The father of Tintin had a marked taste for the strange and the invisible. Georges Rémi, known by the pen name Hergé, from the French pronunciation of his initials, was an erudite man who was sensitive and open to many other dimensions than the known worlds. This passion for the occult sciences - theosophy, alchemy, divination, kabbalah and others - and secret societies transcends his work.


If you keep this in mind, you can discover plenty of clues to this fascination by rereading your Tintin albums, where you will easily find

allusions to a number of recurring themes: the magical powers of Indian fakirs, the curse of the mummies, premonitory dreams and visions, clairvoyance, astrology, levitation, telepathy, superstition, paranormal and extraterrestrial phenomena, dowsing and magnetism, and extraordinary animals.


When Numa Sadoul, who interviewed Hergé at length in Brussels in 1971, asked him, "If you had not been a comic book author, what would you have liked to do?" Hergé answered, "I would have liked to discover lost civilizations."

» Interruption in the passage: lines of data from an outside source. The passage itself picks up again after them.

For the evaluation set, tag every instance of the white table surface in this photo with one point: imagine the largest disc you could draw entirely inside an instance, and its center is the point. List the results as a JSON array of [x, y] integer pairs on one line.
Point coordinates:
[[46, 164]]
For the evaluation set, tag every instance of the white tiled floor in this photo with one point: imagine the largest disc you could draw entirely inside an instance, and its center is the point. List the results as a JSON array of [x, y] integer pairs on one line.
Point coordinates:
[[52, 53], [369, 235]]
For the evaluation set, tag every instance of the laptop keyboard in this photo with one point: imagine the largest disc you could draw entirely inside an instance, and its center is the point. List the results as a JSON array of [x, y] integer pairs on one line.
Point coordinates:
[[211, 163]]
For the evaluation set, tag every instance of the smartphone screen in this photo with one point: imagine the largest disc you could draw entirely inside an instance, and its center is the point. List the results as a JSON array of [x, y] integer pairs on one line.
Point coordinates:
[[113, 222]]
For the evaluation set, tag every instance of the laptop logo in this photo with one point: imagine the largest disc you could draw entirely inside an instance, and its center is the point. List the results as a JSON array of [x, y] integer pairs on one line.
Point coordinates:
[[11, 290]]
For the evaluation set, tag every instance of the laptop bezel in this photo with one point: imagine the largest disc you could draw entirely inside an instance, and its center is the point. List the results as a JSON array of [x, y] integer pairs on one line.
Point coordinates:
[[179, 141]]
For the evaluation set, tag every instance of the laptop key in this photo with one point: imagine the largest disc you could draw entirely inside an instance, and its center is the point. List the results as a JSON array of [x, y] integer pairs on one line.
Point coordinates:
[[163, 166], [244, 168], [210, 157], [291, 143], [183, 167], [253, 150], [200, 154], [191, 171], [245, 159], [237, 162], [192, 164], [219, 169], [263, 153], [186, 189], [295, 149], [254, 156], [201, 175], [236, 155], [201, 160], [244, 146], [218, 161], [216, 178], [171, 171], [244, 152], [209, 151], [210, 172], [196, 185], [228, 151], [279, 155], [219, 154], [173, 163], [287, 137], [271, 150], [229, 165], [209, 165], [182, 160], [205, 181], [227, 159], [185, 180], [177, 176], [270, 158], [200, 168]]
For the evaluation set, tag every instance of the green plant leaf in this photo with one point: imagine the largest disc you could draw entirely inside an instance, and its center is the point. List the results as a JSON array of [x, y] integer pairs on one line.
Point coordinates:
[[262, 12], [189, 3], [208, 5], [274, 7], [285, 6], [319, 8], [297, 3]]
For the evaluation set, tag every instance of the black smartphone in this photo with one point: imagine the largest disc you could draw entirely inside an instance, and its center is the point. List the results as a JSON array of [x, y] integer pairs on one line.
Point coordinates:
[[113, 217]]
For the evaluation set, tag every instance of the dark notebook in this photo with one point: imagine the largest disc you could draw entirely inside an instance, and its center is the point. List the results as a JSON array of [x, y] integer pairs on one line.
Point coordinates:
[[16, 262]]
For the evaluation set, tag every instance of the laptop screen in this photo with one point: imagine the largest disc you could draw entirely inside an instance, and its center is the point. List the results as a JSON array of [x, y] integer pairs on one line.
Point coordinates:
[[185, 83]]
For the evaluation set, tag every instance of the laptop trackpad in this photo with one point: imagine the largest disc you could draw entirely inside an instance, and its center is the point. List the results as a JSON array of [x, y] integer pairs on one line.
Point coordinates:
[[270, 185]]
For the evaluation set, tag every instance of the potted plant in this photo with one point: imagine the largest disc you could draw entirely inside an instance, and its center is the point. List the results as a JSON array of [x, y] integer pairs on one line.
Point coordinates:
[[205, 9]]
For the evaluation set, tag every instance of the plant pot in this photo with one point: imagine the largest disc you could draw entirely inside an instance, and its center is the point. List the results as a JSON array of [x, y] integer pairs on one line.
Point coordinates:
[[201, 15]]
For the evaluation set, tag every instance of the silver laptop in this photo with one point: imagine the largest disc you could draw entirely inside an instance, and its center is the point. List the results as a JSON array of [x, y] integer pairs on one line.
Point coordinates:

Let's take a random album, "Tintin in Tibet", and see the sources that inspired its creator. They undoubtedly include the adventures and works of the explorer Alexandra David-Néel, the first European woman to see Lhasa and author of "Les Enseignements secrets des bouddhistes tibétains, la vue pénétrante ("The Secret Teachings of the Tibetan Buddhists, the Penetrating View). In the album, Blessed Lightning, a monk from the lamasery of Khor-Biyong, a Tibetan monastery lost in the mountains, experiences visions when he... levitates and reveals to Tintin where to find Chang! Hergé's friend and collaborator, Bernard Heuvelmans, founder of cryptozoology (the study of hidden animals), must have told him about the yeti, which Hergé made one of the main protagonists of the adventure. For the cover, the designer was inspired by the photos of the yeti's footprints taken by American mountaineer Eric Shipton in 1951. In each album, readers can conduct an investigation that will reveal the author's interest in the mysterious.